Subject: Re: application architecture for UI (Ex: Re: Is LISP dying?)
From: Erik Naggum <erik@naggum.no>
Date: 1999/07/25
Newsgroups: comp.lang.lisp
Message-ID: <3141890244101266@naggum.no>

* joswig@lavielle.com (Rainer Joswig)
| How do you know people don't use CLIM for their design and abstract work?

  I'm asking _you_, Rainer, because the incessant whining strongly implies
  that if you can't have it all (for free, to boot), you can't use _any_ of
  it, which I have learned to recognize as the identifying mark of losers.
  your getting so damn defensive about all this keeps telling me something
  about CLIM that I really didn't want to know.

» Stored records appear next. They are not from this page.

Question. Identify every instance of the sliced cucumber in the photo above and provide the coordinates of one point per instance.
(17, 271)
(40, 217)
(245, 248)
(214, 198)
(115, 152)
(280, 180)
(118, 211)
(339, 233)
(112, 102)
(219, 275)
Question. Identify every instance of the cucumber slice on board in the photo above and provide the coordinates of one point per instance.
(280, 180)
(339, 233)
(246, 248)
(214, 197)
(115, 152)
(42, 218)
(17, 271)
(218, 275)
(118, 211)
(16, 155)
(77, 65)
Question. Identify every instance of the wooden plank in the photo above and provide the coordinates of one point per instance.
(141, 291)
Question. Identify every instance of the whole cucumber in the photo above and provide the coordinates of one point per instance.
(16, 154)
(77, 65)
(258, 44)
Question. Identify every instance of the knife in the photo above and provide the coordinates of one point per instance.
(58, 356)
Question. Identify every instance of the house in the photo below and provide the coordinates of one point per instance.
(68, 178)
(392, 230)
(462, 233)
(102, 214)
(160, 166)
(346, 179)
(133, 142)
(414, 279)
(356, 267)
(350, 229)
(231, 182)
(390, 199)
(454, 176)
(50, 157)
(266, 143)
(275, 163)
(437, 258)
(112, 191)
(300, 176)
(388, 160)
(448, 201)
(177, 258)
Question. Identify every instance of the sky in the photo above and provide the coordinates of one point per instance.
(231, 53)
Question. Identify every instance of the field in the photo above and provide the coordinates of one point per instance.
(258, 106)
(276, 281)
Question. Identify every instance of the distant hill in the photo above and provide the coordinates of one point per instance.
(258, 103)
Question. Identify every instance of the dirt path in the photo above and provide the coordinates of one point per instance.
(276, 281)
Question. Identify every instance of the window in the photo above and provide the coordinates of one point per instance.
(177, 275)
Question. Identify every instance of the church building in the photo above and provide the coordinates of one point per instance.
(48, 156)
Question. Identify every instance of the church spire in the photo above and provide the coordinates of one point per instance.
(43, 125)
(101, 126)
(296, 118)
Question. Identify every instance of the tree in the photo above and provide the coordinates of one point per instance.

  in less than a week, most of which was spent nosediving into manuals and
  specifications, I implemented a very small Emacs read-eval-redisplay loop
  and multiple buffers and a bunch of non-trivial stuff, which used CLIM to
  update the display automagically and all.  I found that CLIM made a whole
  lot of stuff real easy, that it caused an enormous amount of X traffic,
  that its redisplay code was horribly slow, and I needed to get below CLIM
  to get control of the stuff that an Emacs would need.  it couldn't cover
  my needs and disappointed me greatly, but I readily admit that Emacs is a
  bad test case and that I didn't have a chance to play much with it at the
  time.  now that Franz Inc supports CLIM for Linux, maybe I can get back
  to play with it, but it seems to depend very heavily on a particular
  MOTIF implementation (even though I have full access to the entire MOTIF
  source base, I never got building it for Linux to complete successfully).

#:Erik
-- 
  suppose we blasted all politicians into space.
  would the SETI project find even one of them?